Chapter 2: Bayesian Network Theory

This chapter is based mainly on Pearl and Russell (2000) and was adapted with permission.

History

Probabilistic Graphical Models based on Directed Acyclic Graphs (DAG) have a long and rich tradition, beginning with the work of geneticist Sewall Wright in the 1920s. Variants have appeared in many fields. Within statistics, such models are known as directed graphical models; within cognitive science and artificial intelligence, such models are known as Bayesian networks. The name honors the Rev. Thomas Bayes (1702-1761), whose rule for updating probabilities in the light of new evidence is the foundation of the approach.

Bayesian networks are also referred to as Bayesian Belief Networks (BBNs) or Bayes Nets. These terms are interchangeable, but throughout this book, we use “Bayesian network” exclusively.

Bayes’ Theorem

Rev. Bayes addressed both the case of discrete probability distributions of data and the more complicated case of continuous probability distributions. In the discrete case, Bayes’ theorem relates the conditional and marginal probabilities of events $A$ and $B$ , provided that the probability of $B$ is not equal to zero:

$P(A \mid B) = \frac{P(A) \cdot P(B \mid A)}{P(B)}$

In Bayes’ theorem, each probability has a conventional name: $P(A)$ is the prior probability (or “unconditional” or “marginal” probability) of $A$ . It is “prior” in the sense that it does not take into account any information about $B$ ; however, event $B$ need not occur after event $A$ . In the nineteenth century, the unconditional probability $P(A)$ in Bayes’ rule was called the “antecedent” probability; in deductive logic, the antecedent set of propositions and the inference rule imply consequences. Sir Ronald A. Fisher called the unconditional probability $P(A)$ “a priori.”

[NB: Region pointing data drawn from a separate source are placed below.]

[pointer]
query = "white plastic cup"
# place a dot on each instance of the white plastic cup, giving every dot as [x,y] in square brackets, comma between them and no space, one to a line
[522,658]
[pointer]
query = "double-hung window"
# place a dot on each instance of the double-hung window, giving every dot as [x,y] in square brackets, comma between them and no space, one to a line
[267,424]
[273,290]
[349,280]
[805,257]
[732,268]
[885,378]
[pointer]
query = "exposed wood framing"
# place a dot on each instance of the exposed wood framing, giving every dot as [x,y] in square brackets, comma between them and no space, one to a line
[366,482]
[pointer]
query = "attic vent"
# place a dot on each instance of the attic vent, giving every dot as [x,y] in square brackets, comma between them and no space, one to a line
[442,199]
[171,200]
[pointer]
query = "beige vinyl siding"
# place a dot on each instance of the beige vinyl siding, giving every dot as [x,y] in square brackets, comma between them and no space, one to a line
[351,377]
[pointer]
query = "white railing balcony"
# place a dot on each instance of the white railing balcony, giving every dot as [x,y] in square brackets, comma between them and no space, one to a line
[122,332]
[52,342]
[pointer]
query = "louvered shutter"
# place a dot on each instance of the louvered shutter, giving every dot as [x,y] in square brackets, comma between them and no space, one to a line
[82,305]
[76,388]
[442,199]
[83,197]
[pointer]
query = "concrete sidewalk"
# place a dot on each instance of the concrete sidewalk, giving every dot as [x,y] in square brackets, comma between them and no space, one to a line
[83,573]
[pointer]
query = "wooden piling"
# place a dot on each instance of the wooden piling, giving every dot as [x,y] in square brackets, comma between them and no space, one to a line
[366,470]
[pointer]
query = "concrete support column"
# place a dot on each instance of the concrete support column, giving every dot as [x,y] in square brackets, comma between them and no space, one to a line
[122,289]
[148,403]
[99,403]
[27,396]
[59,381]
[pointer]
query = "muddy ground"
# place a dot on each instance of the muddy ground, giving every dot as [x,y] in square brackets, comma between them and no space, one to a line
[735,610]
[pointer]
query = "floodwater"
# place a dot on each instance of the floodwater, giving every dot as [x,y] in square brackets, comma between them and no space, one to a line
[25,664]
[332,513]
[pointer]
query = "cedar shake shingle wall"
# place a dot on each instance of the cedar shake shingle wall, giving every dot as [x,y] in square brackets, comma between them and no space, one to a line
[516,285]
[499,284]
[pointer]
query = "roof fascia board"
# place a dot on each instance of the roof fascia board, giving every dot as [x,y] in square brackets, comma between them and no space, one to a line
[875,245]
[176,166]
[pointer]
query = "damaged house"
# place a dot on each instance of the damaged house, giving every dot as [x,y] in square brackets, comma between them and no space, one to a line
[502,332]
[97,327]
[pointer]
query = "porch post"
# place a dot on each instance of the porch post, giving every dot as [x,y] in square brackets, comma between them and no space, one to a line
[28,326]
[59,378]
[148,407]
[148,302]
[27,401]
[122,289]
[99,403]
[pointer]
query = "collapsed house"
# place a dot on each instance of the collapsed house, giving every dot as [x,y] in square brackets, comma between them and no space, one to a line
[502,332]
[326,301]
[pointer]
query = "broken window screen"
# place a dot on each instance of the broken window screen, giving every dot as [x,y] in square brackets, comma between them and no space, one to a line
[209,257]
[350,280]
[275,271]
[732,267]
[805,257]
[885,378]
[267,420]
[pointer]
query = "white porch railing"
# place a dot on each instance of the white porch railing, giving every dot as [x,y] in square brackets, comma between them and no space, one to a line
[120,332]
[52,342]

$P(A \mid B)$ is the conditional probability of $A$ , given $B$ . It is also called the posterior probability because it is derived from or depends upon the specified value of $B$ ;

$P(B \mid A)$ is the conditional probability of $B$ given $A$ . It is also called the likelihood;

$P(B)$ is the prior or marginal probability of $B$ and acts as a normalizing constant;

$\frac{P(B \mid A)}{P(B)}$ is the Bayes factor or likelihood ratio.

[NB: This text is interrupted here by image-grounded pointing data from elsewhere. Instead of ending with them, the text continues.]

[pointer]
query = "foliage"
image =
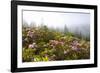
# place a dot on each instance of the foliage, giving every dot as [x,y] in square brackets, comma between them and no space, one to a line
[45,44]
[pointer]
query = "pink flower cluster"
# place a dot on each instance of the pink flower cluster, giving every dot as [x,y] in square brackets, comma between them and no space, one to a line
[75,45]
[30,34]
[32,45]
[54,42]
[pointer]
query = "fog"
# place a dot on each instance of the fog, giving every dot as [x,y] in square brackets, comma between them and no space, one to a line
[75,22]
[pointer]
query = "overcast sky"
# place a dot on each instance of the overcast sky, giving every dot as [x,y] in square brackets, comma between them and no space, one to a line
[56,19]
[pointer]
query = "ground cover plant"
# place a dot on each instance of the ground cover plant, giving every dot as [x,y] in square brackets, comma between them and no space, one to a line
[41,43]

Bayes’ theorem in this form represents how the conditional probability of event $A$ given $B$ is related to the converse conditional probability of $B$ given $A$ .

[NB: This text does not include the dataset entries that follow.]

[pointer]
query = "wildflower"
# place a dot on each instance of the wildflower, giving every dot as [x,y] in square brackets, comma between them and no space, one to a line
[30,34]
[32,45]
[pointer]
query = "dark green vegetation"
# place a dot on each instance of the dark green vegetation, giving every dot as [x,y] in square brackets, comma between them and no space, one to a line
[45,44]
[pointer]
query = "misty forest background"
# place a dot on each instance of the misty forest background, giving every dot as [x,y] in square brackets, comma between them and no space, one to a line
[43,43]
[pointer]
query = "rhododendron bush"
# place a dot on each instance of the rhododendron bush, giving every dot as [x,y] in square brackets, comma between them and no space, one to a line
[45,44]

Motivation for Developing Bayesian Networks

The initial development of Bayesian networks in the late 1970s was motivated by the necessity of modeling top-down (semantic) and bottom-up (perceptual) combinations of evidence for inference. The capability for bidirectional inference, combined with a rigorous probabilistic foundation, led to the rapid emergence of Bayesian networks. They became the method of choice for uncertain reasoning in artificial intelligence and expert systems, replacing earlier, ad hoc rule-based schemes.

Bayesian Network Elements

Bayesian networks are models that consist of two parts: a qualitative and a quantitative part.

Qualitative Part

The qualitative part is a Directed Acyclic Graph (DAG) that specifies the dependencies between variables.

Nodes represent variables of interest (e.g., the temperature of a device, the gender of a patient, a feature of an object, or the occurrence of an event). Such nodes can correspond to symbolic/categorical variables, numerical variables with discrete values, or discretized continuous variables.
Directed arcs represent statistical (informational) or causal dependencies between the nodes. The directions are used to define “kinship” relations, i.e., parent-child relationships. For example, with an arc from $X$ to $Y$ , $X$ is the parent node of $Y$ , and $Y$ is the child node.

Quantitative Part

The quantitative part is based on local probability distributions for specifying the probabilistic relationships between nodes. The local probability distributions can be either marginal for nodes without parents (Root Nodes) or conditional for nodes with parents. In the latter case, the dependencies are quantified by Conditional Probability Tables (CPT) for each node given its parents in the graph.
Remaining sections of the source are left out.